Políticas de Vargas tinham muito em comum com as de Roosevelt, que tirou os Estados Unidos da Grande Depressão
Flávio Limoncic

“Duas pessoas inventaram o New Deal: o presidente do Brasil e o presidente dos Estados Unidos”. O autor da frase foi o próprio criador do histórico plano de recuperação da economia norte-americana, Franklin Delano Roosevelt (1882-1945). O elogio foi feito em visita ao Rio de Janeiro, em novembro de 1936, e referia-se ao governo de Getulio Vargas.

Pode ter sido apenas uma gentileza do visitante. Ou alguém imagina que possa haver algo em comum entre o presidente que tirou os Estados Unidos da Grande Depressão e o líder que viria a ser, um ano depois, o ditador do Estado Novo, muitas vezes comparado a Mussolini?

A associação é mesmo rara, mas Roosevelt não falou aquilo à toa. Diante da crise do liberalismo iniciada com o crash da Bolsa de Nova York, em 1929, e que se prolongaria por boa parte da década de 1930, ambos colocaram o Estado no centro da vida econômica de seus países: Roosevelt, para enfrentar os problemas de uma gigantesca economia industrial em depressão, e Vargas, para industrializar o Brasil. Ao fazê-lo, construíram pactos sociais com setores do movimento sindical e do empresariado.

As obras públicas, projetos de desenvolvimento e de geração de emprego e renda foram acionados pelos dois. A Companhia Siderúrgica Nacional (CSN), em Volta Redonda, cuja construção começou em 1941, se tornaria um marco do desenvolvimento industrial brasileiro, ao passo que a Tennessee Valley Authority, de Roosevelt, seria o mais ambicioso programa de desenvolvimento regional até então implementado.
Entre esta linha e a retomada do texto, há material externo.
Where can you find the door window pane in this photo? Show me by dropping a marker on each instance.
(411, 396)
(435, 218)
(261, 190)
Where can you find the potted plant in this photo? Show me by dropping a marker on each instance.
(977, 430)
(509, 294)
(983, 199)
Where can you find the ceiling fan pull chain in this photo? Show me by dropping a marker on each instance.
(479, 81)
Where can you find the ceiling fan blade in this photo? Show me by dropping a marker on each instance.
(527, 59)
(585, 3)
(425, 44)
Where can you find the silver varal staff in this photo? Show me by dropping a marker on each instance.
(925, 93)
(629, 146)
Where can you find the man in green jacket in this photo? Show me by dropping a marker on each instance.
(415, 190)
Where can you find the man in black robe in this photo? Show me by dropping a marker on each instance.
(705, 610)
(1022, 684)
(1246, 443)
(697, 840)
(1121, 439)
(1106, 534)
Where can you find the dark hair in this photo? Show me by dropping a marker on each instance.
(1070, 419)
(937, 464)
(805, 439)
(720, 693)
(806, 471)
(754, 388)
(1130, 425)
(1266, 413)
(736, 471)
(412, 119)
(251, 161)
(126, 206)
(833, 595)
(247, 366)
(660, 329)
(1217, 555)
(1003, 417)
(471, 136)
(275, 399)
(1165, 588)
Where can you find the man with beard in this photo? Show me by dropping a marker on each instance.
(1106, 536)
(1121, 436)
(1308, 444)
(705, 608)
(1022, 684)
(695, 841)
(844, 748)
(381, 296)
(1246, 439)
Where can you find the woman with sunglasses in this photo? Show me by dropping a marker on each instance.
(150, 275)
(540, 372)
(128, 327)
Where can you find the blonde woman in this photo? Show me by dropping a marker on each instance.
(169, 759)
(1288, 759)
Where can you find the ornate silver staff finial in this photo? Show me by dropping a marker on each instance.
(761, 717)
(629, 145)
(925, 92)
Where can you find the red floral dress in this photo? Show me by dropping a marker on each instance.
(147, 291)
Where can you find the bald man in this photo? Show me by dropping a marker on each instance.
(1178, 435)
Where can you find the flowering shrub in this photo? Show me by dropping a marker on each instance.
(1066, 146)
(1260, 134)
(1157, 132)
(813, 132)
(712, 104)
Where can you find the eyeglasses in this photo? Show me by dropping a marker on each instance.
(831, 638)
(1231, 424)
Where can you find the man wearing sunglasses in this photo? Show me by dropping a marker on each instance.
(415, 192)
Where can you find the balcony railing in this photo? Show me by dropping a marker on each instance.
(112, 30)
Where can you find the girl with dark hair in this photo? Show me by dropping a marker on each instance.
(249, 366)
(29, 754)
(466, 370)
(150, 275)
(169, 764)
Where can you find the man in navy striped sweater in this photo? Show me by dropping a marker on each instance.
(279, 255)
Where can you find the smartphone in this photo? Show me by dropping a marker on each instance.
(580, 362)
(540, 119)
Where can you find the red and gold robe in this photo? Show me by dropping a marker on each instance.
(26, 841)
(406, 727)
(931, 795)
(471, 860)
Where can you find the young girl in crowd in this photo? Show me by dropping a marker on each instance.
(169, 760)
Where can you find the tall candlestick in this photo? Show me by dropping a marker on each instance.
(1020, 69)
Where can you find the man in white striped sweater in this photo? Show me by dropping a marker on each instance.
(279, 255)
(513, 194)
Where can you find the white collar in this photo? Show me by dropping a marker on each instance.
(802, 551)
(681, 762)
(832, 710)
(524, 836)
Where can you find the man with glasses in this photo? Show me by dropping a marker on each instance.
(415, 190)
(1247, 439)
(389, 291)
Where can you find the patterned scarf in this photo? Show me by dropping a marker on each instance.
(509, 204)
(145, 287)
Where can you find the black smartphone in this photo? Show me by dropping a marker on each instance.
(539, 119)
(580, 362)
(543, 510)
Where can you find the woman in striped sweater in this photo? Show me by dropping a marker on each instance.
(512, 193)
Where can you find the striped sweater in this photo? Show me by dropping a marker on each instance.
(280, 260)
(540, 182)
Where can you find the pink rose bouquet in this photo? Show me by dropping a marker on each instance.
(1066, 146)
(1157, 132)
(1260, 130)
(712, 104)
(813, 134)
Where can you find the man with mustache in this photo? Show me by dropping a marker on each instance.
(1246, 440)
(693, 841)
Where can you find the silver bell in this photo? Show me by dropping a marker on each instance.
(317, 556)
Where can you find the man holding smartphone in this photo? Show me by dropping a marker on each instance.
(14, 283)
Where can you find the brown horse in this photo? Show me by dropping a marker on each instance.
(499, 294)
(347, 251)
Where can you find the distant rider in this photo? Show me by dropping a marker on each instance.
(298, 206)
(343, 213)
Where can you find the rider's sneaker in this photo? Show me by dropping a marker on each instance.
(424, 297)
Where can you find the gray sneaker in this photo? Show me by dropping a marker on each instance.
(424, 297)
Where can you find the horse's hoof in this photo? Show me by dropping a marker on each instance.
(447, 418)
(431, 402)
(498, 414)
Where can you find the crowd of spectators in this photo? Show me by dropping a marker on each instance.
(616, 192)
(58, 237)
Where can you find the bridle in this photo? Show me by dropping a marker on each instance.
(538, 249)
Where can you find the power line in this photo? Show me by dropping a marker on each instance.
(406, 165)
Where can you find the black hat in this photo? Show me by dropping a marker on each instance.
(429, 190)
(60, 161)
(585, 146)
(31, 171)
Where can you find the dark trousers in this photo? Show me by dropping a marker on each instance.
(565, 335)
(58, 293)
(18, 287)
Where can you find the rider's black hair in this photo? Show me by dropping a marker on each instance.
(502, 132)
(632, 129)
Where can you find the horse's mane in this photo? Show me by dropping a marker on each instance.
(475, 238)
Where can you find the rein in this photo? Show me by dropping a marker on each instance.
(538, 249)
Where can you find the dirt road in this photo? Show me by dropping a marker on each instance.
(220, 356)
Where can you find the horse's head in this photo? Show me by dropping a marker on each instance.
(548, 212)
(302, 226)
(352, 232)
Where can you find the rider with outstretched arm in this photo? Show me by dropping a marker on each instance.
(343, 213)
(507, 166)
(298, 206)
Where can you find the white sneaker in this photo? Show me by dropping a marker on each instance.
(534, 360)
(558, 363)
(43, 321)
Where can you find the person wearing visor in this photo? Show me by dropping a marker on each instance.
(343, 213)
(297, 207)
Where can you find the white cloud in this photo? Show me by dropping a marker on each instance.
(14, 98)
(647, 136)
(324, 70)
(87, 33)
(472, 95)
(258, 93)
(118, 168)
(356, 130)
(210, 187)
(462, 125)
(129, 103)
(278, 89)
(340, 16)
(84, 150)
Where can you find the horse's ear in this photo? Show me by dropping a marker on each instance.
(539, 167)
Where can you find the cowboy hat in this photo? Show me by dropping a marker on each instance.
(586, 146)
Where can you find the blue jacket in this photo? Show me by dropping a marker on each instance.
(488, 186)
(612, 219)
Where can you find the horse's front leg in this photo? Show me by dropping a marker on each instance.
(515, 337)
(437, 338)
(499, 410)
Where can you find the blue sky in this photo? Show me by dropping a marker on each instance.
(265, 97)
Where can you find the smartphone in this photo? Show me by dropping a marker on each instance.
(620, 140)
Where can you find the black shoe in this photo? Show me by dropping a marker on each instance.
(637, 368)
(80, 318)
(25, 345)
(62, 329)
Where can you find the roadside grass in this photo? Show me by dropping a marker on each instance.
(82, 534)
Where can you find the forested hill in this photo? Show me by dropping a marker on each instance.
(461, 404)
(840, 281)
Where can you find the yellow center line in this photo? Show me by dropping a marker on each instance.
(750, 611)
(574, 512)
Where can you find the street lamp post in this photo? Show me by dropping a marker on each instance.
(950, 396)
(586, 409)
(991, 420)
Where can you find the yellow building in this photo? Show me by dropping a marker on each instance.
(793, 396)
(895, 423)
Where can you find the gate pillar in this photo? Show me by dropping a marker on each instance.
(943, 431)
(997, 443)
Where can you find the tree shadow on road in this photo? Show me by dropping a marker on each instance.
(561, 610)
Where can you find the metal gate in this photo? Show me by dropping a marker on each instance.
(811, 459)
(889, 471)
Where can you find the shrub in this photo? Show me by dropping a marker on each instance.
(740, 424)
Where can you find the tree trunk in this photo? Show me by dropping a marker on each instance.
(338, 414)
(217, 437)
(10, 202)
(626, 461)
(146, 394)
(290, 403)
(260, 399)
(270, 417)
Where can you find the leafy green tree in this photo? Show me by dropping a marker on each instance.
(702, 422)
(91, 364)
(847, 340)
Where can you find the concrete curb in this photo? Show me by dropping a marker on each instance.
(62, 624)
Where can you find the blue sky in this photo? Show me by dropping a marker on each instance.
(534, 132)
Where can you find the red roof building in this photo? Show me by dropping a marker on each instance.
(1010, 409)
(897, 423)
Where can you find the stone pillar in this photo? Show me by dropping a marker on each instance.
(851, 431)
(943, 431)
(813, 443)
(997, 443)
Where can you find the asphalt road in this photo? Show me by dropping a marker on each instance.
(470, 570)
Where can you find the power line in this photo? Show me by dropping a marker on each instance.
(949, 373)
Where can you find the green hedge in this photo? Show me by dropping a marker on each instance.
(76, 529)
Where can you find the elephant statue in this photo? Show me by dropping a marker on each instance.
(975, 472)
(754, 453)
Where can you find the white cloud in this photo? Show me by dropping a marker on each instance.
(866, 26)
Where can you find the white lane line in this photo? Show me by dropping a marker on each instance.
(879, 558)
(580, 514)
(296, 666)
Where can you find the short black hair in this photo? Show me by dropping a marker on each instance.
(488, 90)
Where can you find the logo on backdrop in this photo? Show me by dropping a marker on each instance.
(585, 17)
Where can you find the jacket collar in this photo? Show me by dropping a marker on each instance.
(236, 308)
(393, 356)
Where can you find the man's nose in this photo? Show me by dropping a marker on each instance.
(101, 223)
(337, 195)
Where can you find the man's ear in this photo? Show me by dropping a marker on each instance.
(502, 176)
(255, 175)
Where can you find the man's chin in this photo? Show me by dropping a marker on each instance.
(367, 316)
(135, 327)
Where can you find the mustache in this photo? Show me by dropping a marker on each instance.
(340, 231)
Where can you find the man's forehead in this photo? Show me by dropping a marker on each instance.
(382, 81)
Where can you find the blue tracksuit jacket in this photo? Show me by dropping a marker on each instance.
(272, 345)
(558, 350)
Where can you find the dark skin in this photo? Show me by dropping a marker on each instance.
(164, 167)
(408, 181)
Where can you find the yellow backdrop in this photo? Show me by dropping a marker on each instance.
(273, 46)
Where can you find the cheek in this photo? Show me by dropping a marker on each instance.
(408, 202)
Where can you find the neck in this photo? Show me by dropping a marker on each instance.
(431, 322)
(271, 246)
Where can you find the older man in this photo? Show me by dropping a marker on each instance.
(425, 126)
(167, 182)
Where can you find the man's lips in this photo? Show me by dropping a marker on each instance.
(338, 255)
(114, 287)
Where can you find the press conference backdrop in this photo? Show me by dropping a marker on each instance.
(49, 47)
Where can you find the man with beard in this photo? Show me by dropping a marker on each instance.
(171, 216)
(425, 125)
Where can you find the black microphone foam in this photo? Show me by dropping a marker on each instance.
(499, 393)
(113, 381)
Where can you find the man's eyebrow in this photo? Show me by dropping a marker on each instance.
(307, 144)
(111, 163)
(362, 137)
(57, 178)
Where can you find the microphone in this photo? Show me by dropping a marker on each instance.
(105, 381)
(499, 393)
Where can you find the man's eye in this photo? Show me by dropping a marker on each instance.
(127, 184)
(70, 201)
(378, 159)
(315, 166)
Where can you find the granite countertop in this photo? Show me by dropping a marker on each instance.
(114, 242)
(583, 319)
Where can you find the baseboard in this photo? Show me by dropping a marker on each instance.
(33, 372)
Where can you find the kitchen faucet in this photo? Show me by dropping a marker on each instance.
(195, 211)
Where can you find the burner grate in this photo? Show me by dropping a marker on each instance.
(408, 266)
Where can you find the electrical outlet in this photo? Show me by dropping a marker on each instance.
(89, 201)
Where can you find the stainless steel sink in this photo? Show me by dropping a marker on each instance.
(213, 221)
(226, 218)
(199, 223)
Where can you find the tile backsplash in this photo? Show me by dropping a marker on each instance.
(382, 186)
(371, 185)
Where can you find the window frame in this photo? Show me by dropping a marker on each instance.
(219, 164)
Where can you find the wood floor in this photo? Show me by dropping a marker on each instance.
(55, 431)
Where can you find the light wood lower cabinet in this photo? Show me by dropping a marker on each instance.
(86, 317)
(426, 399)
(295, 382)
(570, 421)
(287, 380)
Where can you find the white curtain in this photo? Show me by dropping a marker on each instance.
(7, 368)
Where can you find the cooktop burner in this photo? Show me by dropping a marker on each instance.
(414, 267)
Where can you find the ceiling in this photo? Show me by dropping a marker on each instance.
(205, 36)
Para gerar empregos e renda, o New Deal lançou mão também de programas criativos como o Civilian Conservation Corps (CCC), que mobilizou 2,5 milhões de jovens na restauração de sítios históricos, manutenção dos Parques Nacionais, limpeza de reservatórios de água, conservação de solo e plantio de dois bilhões de árvores.

Por outro lado, Vargas e Roosevelt colocaram o Estado no coração das disputas entre capital e trabalho. No Brasil, os sindicatos foram enquadrados em uma estrutura corporativa, enquanto nos Estados Unidos a Lei Wagner (1935) lhes garantia mais liberdade. Ainda assim, as organizações de trabalhadores submetiam-se a uma série de procedimentos, obrigações e normas ditados pela Agência Nacional de Relações de Trabalho. Tal qual a Justiça do Trabalho de Vargas, a Agência tinha não só o poder de criar normas, mas também de julgar litígios.